Syed was the architect of "Jeay-Sindh" movement, aimed at achieving Sindhudesh. He is also the author of more than 60 books, (with) subjects ranging from politics, religion, culture, literature and commentaries on famous poet Shah Abdul Latif Bhitai. For his part as a political thinker, literary figure and mystic, he dominated the political arena of pre and post-partition era for decades, while he remained in jail for 30 years.

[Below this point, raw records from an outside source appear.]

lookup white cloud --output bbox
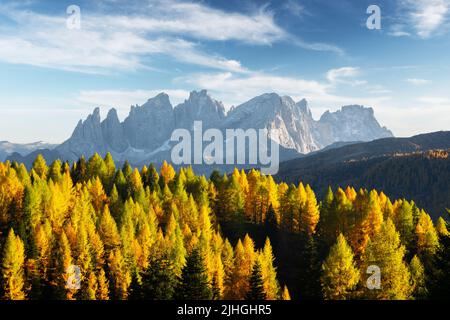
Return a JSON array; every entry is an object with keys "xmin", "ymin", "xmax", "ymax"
[
  {"xmin": 0, "ymin": 1, "xmax": 284, "ymax": 73},
  {"xmin": 0, "ymin": 0, "xmax": 343, "ymax": 73},
  {"xmin": 327, "ymin": 67, "xmax": 359, "ymax": 82},
  {"xmin": 400, "ymin": 0, "xmax": 450, "ymax": 39},
  {"xmin": 102, "ymin": 0, "xmax": 287, "ymax": 44},
  {"xmin": 388, "ymin": 24, "xmax": 411, "ymax": 37},
  {"xmin": 326, "ymin": 67, "xmax": 367, "ymax": 86},
  {"xmin": 177, "ymin": 72, "xmax": 389, "ymax": 115},
  {"xmin": 405, "ymin": 78, "xmax": 430, "ymax": 86},
  {"xmin": 417, "ymin": 96, "xmax": 450, "ymax": 104}
]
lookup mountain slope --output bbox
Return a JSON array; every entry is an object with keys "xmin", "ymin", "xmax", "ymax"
[
  {"xmin": 0, "ymin": 141, "xmax": 56, "ymax": 161},
  {"xmin": 276, "ymin": 132, "xmax": 450, "ymax": 217}
]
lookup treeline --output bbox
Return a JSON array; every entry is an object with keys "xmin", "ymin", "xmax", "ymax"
[
  {"xmin": 0, "ymin": 154, "xmax": 289, "ymax": 300},
  {"xmin": 0, "ymin": 154, "xmax": 450, "ymax": 300},
  {"xmin": 278, "ymin": 150, "xmax": 450, "ymax": 221}
]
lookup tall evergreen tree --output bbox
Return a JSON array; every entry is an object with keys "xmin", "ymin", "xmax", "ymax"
[
  {"xmin": 1, "ymin": 229, "xmax": 26, "ymax": 300},
  {"xmin": 176, "ymin": 248, "xmax": 212, "ymax": 300},
  {"xmin": 321, "ymin": 234, "xmax": 360, "ymax": 300},
  {"xmin": 245, "ymin": 260, "xmax": 267, "ymax": 300}
]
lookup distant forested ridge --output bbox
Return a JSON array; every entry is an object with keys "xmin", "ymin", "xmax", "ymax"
[
  {"xmin": 0, "ymin": 154, "xmax": 450, "ymax": 300},
  {"xmin": 276, "ymin": 132, "xmax": 450, "ymax": 221}
]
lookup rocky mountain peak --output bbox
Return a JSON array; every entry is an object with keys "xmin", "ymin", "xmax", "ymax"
[{"xmin": 57, "ymin": 90, "xmax": 392, "ymax": 163}]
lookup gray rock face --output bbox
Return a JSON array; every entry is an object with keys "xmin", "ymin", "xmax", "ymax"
[
  {"xmin": 101, "ymin": 109, "xmax": 129, "ymax": 153},
  {"xmin": 0, "ymin": 141, "xmax": 57, "ymax": 162},
  {"xmin": 56, "ymin": 90, "xmax": 392, "ymax": 163},
  {"xmin": 123, "ymin": 93, "xmax": 175, "ymax": 150},
  {"xmin": 174, "ymin": 90, "xmax": 225, "ymax": 129},
  {"xmin": 316, "ymin": 105, "xmax": 393, "ymax": 147}
]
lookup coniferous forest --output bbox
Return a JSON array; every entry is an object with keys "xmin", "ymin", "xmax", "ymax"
[{"xmin": 0, "ymin": 154, "xmax": 450, "ymax": 300}]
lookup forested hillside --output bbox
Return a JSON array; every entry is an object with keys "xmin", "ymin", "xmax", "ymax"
[
  {"xmin": 277, "ymin": 145, "xmax": 450, "ymax": 221},
  {"xmin": 0, "ymin": 154, "xmax": 450, "ymax": 300}
]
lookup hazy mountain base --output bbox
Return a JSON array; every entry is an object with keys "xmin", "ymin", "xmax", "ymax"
[{"xmin": 276, "ymin": 132, "xmax": 450, "ymax": 220}]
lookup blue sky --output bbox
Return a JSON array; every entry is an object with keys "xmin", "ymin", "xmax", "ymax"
[{"xmin": 0, "ymin": 0, "xmax": 450, "ymax": 143}]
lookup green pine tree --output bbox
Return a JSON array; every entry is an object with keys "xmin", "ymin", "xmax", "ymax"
[
  {"xmin": 176, "ymin": 248, "xmax": 212, "ymax": 300},
  {"xmin": 245, "ymin": 260, "xmax": 266, "ymax": 300}
]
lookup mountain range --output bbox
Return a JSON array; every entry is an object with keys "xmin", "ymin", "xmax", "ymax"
[
  {"xmin": 0, "ymin": 141, "xmax": 57, "ymax": 162},
  {"xmin": 51, "ymin": 90, "xmax": 393, "ymax": 165}
]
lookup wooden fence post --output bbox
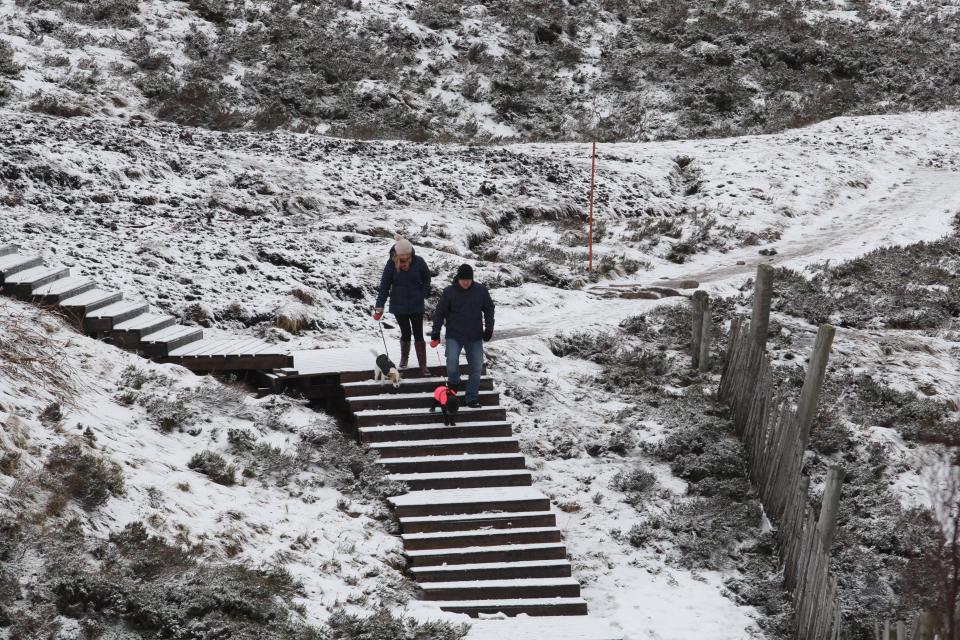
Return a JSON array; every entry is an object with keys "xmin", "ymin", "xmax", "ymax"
[
  {"xmin": 797, "ymin": 324, "xmax": 837, "ymax": 451},
  {"xmin": 690, "ymin": 291, "xmax": 710, "ymax": 369},
  {"xmin": 750, "ymin": 264, "xmax": 773, "ymax": 348},
  {"xmin": 699, "ymin": 296, "xmax": 713, "ymax": 371},
  {"xmin": 817, "ymin": 464, "xmax": 843, "ymax": 555}
]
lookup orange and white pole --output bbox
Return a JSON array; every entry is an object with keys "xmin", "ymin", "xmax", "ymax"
[{"xmin": 587, "ymin": 142, "xmax": 597, "ymax": 273}]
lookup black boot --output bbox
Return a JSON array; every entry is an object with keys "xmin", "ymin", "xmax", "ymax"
[{"xmin": 413, "ymin": 341, "xmax": 430, "ymax": 378}]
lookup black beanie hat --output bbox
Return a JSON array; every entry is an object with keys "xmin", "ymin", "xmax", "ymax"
[{"xmin": 457, "ymin": 264, "xmax": 473, "ymax": 280}]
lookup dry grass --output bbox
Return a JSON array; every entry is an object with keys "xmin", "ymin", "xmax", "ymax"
[{"xmin": 0, "ymin": 301, "xmax": 77, "ymax": 406}]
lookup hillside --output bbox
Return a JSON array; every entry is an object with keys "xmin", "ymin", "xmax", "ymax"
[
  {"xmin": 0, "ymin": 110, "xmax": 960, "ymax": 640},
  {"xmin": 0, "ymin": 0, "xmax": 960, "ymax": 143}
]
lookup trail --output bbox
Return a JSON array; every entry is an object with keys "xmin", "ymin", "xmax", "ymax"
[
  {"xmin": 617, "ymin": 167, "xmax": 960, "ymax": 289},
  {"xmin": 495, "ymin": 165, "xmax": 960, "ymax": 340}
]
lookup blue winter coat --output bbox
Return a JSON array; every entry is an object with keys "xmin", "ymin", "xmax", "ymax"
[
  {"xmin": 430, "ymin": 280, "xmax": 493, "ymax": 342},
  {"xmin": 376, "ymin": 249, "xmax": 430, "ymax": 314}
]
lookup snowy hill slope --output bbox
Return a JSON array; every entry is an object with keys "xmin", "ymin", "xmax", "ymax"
[
  {"xmin": 0, "ymin": 0, "xmax": 958, "ymax": 142},
  {"xmin": 0, "ymin": 300, "xmax": 468, "ymax": 637},
  {"xmin": 0, "ymin": 111, "xmax": 958, "ymax": 348},
  {"xmin": 0, "ymin": 111, "xmax": 960, "ymax": 639}
]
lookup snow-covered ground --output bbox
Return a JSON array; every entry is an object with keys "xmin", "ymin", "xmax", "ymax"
[{"xmin": 0, "ymin": 111, "xmax": 960, "ymax": 640}]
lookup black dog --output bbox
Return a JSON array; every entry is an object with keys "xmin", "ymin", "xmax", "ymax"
[
  {"xmin": 372, "ymin": 351, "xmax": 400, "ymax": 389},
  {"xmin": 430, "ymin": 384, "xmax": 460, "ymax": 427}
]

On 19 January 1992, Syed was put under house arrest, his house was declared a sub-jail. He died on 25 April 1995.

== Books ==
Syed was the author of more than sixty books, written mainly in Sindhi, but also English and Urdu. His works are on numerous subjects, ranging from literature to politics, religion and culture. Due to his breath of knowledge, he has been described by the Dutch scholar of Islam Oskar Verkaaik as "in many ways a remarkably productive, original, and largely autodidact intellectual, creating his own personal interpretation of Islam out of a range of intellectual influences such as 19th-century Islamic reform, Darwinian evolution theory, theosophy, 18th century Sindhi poetry, Marxism, classical Sufism, German idealism, and probably more."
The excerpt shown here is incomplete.